The data is available here, with further information about the dataset here. The page says:
UNITED STATES HISTORICAL CLIMATOLOGY NETWORK (USHCN) Daily Dataset M.J. Menne, C.N. Williams, Jr., and R.S. Vose National Climatic Data Center, National Oceanic and Atmospheric Administration
These files comprise CDIAC’s most current version of USHCN daily data.
These appear to be the raw, unhomogenized, unadjusted daily data files. Works for me. I started by looking at the lengths of the various records.

Figure 1. Lengths of the 1,218 USHCN temperature records. The picture shows a “Stevenson Screen”, the enclosure used to protect the instruments from direct sunlight so that they are measuring actual air temperature.
This is good news. 97.4% of the temperature records are longer than 30 years, and 99.7% are longer than 20 years. So I chose to use them all.
Next, I considered the trends of the minimum and maximum temperatures. I purposely did not consider the mean (average) trend, for a simple reason. We experience the daily maximum and minimum temperatures, the warmest and coldest times of the day. But nobody ever experiences an average temperature. It’s a mathematical construct. And I wanted to look at what we actually can sense and feel.
First I considered minimum temperatures. I began by looking at which stations were warming and which were cooling. Figure 2 shows that result.

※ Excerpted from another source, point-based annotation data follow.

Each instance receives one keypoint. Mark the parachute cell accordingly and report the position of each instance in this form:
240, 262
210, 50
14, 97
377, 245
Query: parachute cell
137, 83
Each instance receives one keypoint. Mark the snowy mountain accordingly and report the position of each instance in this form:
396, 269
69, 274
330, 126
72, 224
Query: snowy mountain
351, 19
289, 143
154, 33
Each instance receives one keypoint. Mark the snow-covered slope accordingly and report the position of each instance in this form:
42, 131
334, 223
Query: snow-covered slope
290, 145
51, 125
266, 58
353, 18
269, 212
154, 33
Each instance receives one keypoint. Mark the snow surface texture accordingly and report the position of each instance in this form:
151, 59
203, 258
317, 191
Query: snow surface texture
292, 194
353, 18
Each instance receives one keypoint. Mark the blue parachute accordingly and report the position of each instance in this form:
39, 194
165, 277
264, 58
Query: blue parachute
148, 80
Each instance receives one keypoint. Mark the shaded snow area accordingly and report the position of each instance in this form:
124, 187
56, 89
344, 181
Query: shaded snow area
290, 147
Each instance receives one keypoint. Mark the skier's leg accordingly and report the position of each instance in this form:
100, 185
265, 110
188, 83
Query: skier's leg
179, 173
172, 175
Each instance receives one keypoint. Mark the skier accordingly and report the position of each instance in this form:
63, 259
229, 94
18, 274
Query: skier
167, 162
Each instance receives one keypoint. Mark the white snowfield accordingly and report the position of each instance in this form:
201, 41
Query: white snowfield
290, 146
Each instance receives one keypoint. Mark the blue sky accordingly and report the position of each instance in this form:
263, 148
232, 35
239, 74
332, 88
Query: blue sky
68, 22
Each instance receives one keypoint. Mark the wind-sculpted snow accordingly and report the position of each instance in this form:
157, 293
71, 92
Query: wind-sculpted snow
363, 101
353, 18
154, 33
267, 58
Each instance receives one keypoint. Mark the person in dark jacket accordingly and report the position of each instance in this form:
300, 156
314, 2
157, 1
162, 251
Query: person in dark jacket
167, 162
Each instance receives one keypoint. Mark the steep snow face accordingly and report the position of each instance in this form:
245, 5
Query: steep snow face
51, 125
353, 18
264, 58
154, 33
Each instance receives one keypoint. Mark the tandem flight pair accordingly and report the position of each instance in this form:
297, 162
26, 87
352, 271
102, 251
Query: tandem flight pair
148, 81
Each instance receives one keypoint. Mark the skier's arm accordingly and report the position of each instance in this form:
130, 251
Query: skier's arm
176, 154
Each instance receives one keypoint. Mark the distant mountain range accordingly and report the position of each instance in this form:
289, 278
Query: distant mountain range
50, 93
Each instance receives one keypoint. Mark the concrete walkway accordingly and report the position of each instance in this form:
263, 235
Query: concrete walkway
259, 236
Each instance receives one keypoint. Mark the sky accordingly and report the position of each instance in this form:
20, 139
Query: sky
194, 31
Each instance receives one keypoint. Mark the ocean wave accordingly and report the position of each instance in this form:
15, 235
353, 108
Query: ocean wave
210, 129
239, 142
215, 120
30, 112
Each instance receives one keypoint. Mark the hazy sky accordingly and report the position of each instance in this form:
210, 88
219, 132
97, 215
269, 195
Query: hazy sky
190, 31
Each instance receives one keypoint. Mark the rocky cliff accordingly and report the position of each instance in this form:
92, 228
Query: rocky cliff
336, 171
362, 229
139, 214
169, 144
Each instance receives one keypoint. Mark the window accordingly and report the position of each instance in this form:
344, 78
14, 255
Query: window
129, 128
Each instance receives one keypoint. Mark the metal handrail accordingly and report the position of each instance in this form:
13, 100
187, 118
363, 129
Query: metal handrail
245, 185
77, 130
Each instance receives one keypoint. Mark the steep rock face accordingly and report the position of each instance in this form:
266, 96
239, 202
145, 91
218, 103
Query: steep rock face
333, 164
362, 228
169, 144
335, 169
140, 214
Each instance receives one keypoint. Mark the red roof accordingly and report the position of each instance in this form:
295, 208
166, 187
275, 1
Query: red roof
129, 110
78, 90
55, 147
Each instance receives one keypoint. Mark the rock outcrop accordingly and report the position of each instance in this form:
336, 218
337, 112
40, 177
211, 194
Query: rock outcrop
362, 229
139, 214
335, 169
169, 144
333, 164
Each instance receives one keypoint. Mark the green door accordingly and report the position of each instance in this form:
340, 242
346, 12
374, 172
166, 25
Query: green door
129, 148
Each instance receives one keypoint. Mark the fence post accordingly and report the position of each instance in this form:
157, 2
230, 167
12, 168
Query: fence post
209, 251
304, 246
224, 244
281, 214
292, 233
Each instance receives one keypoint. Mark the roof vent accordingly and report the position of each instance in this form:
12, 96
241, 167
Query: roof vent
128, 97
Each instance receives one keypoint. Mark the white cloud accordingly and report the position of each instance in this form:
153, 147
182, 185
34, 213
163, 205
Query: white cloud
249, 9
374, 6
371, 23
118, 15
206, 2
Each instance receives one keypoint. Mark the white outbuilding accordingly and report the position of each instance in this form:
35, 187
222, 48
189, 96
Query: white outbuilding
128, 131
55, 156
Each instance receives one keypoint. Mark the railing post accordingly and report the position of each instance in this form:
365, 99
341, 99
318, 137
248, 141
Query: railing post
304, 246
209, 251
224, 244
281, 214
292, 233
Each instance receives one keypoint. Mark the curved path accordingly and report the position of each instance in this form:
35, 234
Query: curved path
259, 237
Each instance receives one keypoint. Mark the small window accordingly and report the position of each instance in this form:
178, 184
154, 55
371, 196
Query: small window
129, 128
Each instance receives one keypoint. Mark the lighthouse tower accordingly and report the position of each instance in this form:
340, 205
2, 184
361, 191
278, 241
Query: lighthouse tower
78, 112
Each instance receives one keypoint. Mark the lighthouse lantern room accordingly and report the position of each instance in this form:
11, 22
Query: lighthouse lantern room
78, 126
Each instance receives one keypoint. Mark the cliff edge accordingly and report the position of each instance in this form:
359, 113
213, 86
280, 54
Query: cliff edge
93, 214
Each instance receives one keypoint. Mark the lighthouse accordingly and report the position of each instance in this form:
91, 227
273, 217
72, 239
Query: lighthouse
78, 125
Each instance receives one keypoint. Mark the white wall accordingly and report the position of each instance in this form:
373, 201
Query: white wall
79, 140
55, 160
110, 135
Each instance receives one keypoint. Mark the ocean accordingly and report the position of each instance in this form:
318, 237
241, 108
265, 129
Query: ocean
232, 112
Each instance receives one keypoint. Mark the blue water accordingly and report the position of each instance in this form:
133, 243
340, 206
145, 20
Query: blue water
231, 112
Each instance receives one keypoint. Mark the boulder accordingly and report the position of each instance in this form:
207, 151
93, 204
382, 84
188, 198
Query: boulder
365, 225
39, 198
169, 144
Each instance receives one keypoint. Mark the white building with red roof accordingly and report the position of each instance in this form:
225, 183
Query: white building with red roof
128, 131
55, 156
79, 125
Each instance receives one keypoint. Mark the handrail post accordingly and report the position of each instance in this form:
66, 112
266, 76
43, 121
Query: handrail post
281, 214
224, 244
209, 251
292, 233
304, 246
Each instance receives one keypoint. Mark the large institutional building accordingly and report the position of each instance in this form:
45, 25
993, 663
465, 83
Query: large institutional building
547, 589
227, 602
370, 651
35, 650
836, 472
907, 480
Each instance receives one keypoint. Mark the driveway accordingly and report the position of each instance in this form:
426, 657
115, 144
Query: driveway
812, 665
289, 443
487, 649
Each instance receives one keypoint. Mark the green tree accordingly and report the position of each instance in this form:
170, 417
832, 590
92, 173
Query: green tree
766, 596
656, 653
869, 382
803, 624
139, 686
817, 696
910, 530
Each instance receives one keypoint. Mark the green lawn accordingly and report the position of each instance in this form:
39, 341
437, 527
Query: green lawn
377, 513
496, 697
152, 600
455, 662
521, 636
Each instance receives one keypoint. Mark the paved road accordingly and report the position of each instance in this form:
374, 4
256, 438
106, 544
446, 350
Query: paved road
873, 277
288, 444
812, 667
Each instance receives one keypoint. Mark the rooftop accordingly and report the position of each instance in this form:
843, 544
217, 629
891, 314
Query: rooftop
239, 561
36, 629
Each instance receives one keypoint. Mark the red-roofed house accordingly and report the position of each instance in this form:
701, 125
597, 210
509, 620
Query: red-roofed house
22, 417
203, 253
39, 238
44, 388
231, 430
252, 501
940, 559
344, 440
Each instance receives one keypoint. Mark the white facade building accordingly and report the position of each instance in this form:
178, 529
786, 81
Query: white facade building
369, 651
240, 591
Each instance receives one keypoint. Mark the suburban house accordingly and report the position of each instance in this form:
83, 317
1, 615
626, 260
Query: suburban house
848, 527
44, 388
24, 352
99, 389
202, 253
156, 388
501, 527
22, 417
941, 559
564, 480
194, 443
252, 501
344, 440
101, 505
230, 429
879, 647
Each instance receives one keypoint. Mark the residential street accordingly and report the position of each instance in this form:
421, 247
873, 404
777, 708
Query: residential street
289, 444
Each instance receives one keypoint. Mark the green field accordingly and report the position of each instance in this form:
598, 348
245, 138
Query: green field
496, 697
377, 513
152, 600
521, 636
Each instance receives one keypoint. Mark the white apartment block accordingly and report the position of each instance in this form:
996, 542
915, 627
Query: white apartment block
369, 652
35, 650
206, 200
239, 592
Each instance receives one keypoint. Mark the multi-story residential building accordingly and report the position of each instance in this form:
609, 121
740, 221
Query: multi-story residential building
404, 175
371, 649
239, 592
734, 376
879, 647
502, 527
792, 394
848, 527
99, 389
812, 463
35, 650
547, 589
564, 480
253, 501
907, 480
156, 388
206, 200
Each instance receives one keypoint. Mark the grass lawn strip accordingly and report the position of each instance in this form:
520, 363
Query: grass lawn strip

Figure 2. USHCN minimum temperature trends by station. White is cooling, red is warming.
Interesting. Clearly, “global” warming isn’t. The minimum temperature at 30% of the USHCN stations is getting colder, not warmer. However, overall, the median trend is still warming. Here’s a histogram of the minimum temperature trends.

Figure 3. Histogram of 1,218 USHCN minimum temperature trends. See Menne et al. for estimates of what the various adjustments would do to this raw data.
Overall, the daily minimum temperatures have been warming. However, they’re only warming at a median rate of 1.1°C per century … hardly noticeable. And I have to say that I’m not terrified of warmer nights, particularly since most of the warmer nights are occurring in the winter. In my youth, I spent a couple of winter nights sleeping on a piece of cardboard on the street in New York, with newspapers wrapped around my legs under my pants for warmth.
I can assure you that I would have welcomed a warmer nighttime temperature …
The truth that climate alarmists don’t want you to notice is that extreme cold kills far more people than extreme warmth. A study in the British Medical Journal The Lancet showed that from 2000 to 2019, extreme cold killed about four and a half million people per year, and extreme warmth only killed a half million.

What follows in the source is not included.